Medya
  • 31.8.2009 00:07

LİVANELİ 'ÖZGÜRLÜK'ÜNE KAVUŞTU...

Livaneli, 'Özgürlük' adlı bestesinin, İngiliz GSM devi Vodafone'un Türkiye'deki reklamlarında kullanılmasına gelen eleştiriler üzerine, "Nâzım'ın dediği gibi 'şarkılarımın sokağa çıkmasını' istiyorum. Bugün sokak bir anlamda televizyondur. Özgürlük ezgisini milyonlarca kişi her akşam döne döne dinliyor, melodi beyinlerinde yer ediyor. Yüz binlerce genç internetten indiriyor. Bu güzel bir şey değil mi? Şarkı bizim, her zaman bizim." şeklinde savunma yapmıştı.

Livaneli yapılan dinmek bilmeyenn eleştirilere daha fazla dayanamadı ve yeni bir karar verdi. Vatan Gazetesi'ndeki köşesinde aldığı kararı duyuran Livaneli, "Özgürlük, reklamlarda kullanılmayacak" dedi.

İŞTE LİVANELİ'NİN YAZISI:

Özgürlük, reklamlarda kullanılmayacak

Joan Baez, 80'li yıllarda Harbiye Açıkhava Tiyatrosu'nda verdiği konsere “Livaneli şarkılarına özgürlük” diye başlamıştı.

Çünkü o dönemde TRT'de yasaktım.

Sıkıyönetim dönemlerinde kasetlerimin satılması da yasaktı. Çalan da cezalandırılırdı, söyleyen de...

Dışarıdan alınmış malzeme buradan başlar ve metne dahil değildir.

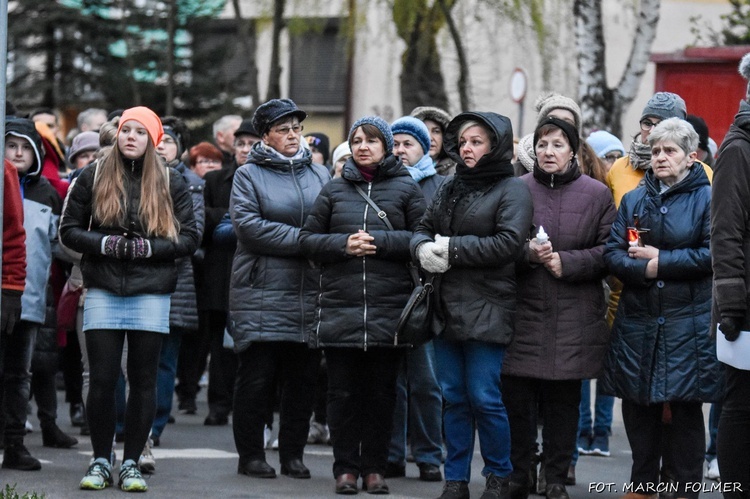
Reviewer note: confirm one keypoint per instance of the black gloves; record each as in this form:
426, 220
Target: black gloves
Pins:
730, 326
11, 310
126, 249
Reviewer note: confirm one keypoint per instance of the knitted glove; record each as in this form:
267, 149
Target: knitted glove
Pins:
730, 326
139, 248
11, 310
429, 260
443, 245
116, 247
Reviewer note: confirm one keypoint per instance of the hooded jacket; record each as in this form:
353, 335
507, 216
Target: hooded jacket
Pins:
730, 230
183, 311
662, 349
361, 298
41, 214
82, 233
561, 333
476, 298
273, 288
14, 236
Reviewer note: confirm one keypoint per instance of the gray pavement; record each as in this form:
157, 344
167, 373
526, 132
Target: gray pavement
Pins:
195, 461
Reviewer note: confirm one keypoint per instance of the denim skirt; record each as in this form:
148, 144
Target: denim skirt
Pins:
104, 310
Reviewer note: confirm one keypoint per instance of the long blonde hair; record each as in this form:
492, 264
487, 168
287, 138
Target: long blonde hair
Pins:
111, 200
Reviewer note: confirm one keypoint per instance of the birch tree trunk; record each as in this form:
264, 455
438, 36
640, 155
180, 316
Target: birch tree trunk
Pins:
603, 106
274, 79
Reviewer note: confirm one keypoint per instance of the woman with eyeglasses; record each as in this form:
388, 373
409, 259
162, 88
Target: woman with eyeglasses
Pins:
364, 286
662, 361
205, 157
273, 290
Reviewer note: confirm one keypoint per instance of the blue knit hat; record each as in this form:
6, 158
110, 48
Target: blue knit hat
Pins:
378, 123
603, 143
665, 105
414, 127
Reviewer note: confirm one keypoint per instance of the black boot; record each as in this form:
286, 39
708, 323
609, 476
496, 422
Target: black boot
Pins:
52, 436
77, 415
17, 457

Leylim Ley söyleniyor diye yurtlar basılırdı.

Konserlerim sürekli valilikler tarafından engellenirdi.

Sıkıyönetim mahkemelerinde yargılanırdım.

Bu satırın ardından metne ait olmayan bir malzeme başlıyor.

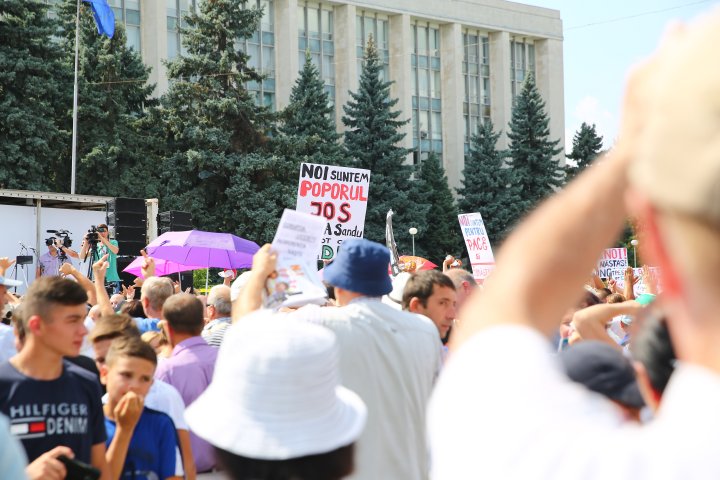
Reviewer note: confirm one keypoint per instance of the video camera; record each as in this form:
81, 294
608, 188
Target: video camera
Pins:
93, 236
60, 239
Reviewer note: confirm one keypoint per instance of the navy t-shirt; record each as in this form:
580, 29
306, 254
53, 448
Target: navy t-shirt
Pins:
153, 449
45, 414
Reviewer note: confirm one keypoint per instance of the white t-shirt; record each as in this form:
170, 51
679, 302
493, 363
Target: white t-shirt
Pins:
504, 409
391, 360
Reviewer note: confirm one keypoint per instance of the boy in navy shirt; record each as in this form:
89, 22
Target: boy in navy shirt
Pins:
141, 442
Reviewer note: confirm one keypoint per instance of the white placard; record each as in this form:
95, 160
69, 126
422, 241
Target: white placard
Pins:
477, 243
339, 194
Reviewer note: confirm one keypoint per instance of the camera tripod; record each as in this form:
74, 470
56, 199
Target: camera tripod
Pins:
22, 260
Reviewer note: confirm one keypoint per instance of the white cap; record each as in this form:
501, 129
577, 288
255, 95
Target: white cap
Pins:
275, 394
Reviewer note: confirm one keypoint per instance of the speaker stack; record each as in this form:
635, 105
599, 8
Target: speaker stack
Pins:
128, 219
176, 221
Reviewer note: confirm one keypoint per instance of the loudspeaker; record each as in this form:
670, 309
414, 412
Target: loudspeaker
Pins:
174, 221
128, 218
127, 279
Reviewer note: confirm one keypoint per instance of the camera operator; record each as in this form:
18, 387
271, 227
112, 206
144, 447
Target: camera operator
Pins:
58, 252
103, 246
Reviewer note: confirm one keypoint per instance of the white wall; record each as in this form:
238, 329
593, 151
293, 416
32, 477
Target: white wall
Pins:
19, 224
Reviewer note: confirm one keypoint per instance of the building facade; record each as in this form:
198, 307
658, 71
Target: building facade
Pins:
454, 63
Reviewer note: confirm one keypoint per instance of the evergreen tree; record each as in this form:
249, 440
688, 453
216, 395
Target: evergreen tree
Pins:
440, 234
532, 153
489, 185
587, 144
371, 141
219, 166
33, 85
113, 94
309, 118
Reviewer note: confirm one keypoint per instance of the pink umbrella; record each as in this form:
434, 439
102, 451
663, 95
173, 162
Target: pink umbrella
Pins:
162, 267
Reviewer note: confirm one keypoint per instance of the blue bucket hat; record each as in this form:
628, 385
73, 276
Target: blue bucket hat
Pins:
360, 266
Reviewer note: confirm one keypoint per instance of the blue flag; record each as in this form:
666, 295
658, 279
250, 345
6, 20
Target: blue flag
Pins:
104, 17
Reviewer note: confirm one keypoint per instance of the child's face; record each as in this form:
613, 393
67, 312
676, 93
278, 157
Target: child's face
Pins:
127, 374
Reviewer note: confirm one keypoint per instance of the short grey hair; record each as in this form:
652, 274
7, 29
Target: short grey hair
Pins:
219, 297
157, 290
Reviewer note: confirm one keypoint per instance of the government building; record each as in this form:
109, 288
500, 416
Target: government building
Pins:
454, 63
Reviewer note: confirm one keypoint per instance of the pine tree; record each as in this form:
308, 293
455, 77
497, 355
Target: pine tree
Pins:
308, 118
489, 185
371, 141
33, 87
439, 235
532, 153
587, 144
217, 138
113, 95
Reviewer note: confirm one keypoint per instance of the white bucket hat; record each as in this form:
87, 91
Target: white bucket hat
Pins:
275, 394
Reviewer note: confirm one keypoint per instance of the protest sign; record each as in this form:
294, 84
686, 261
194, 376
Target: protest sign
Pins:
339, 195
613, 263
297, 282
477, 242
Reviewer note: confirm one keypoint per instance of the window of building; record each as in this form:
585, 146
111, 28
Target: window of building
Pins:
176, 10
522, 62
261, 50
316, 35
426, 89
129, 12
378, 26
476, 74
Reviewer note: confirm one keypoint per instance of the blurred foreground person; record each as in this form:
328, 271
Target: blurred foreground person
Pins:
502, 407
275, 409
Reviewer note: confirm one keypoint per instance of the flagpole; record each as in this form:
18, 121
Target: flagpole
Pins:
75, 95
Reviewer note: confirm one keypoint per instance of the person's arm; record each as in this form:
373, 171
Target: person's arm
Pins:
630, 281
83, 281
126, 415
250, 298
98, 460
590, 323
103, 300
567, 222
186, 451
69, 252
84, 248
47, 466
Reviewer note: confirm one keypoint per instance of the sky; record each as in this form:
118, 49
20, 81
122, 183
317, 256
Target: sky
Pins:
602, 40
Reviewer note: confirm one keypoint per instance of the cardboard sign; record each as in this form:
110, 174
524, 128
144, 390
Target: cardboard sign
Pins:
339, 194
477, 242
297, 282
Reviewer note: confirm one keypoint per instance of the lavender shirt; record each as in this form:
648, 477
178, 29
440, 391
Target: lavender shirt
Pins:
190, 369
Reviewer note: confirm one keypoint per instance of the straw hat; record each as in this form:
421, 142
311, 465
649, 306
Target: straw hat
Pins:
275, 394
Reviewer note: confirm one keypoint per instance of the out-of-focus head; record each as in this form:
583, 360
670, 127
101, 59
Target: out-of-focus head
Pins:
155, 291
218, 302
361, 266
265, 361
432, 293
605, 370
184, 314
465, 284
676, 158
654, 355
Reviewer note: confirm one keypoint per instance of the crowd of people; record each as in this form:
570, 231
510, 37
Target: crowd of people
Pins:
538, 373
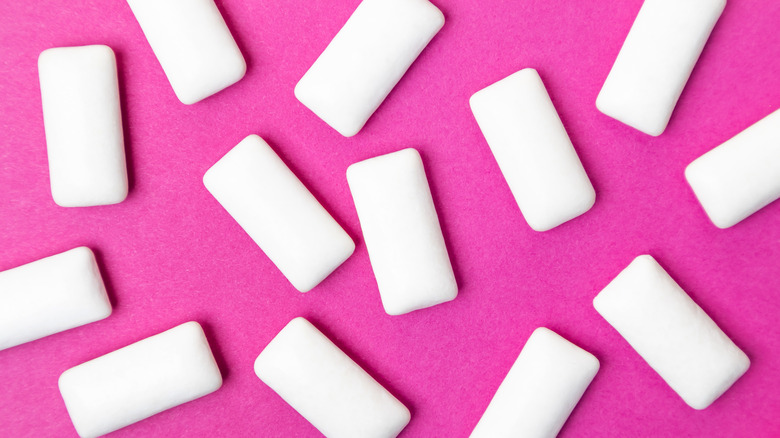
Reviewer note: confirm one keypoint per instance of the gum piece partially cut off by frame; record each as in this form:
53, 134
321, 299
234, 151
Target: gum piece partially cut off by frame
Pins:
402, 232
193, 45
741, 176
326, 387
277, 211
51, 295
656, 60
541, 389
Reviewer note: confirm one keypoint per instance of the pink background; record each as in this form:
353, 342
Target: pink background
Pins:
170, 253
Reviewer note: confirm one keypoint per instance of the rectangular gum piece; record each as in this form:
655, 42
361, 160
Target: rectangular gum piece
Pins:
402, 232
741, 176
671, 332
277, 211
541, 389
326, 387
142, 379
656, 60
366, 59
533, 150
83, 124
51, 295
193, 44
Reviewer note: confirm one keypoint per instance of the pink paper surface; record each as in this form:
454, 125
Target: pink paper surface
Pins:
170, 253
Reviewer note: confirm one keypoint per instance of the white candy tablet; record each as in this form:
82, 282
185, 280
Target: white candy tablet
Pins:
656, 60
402, 232
279, 213
51, 295
532, 149
366, 59
83, 125
741, 176
326, 387
140, 380
541, 389
671, 332
192, 43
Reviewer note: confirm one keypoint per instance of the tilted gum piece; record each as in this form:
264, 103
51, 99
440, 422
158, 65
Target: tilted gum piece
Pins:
533, 150
741, 176
277, 211
326, 387
402, 232
83, 123
656, 60
541, 389
51, 295
193, 44
671, 332
140, 380
366, 59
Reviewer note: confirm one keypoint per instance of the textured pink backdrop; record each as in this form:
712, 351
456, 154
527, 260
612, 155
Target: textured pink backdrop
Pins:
169, 253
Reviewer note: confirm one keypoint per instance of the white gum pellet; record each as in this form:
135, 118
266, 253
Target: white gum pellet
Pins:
277, 211
541, 389
83, 124
140, 380
366, 59
402, 232
51, 295
741, 176
656, 60
193, 44
326, 387
533, 150
671, 332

Bütün bunlara nasıl dayanırdım biliyor musunuz?

Şarkılarımızın özgürce çalınacağı günlerin düşünü kurarak.

Gün geldi Özgürlük bestesi, bütün televizyonlardan reklam müziği olarak bangır bangır çalınır oldu.

Ezgi, milyonlarca kişinin diline takıldı, birçok genç bizim müziğimizi ve Eluard'ı , Nazım'ı, Orhan Veli'yi bu ezgi yoluyla keşfetti.

Ama hemen itirazlar yükseldi.

Bazı dinleyicilerim “Bu bizim şarkımızdır. Nasıl reklamda çalınır” dediler.

Kimileri ise “Daha iyi ya, bak şarkılarımız bütün Türkiye'yi fethediyor” diye bundan bir övünç payı çıkardılar.

***

Elbette bu arada art niyetliler de çıktı.

Özellikle “Demokratik açılım gereklidir” dememden ve sol partiyi sol olmaya davet etmemden sonra, fikirlerime mertçe karşı çıkamayanlar belden altı vuruşlara başladılar.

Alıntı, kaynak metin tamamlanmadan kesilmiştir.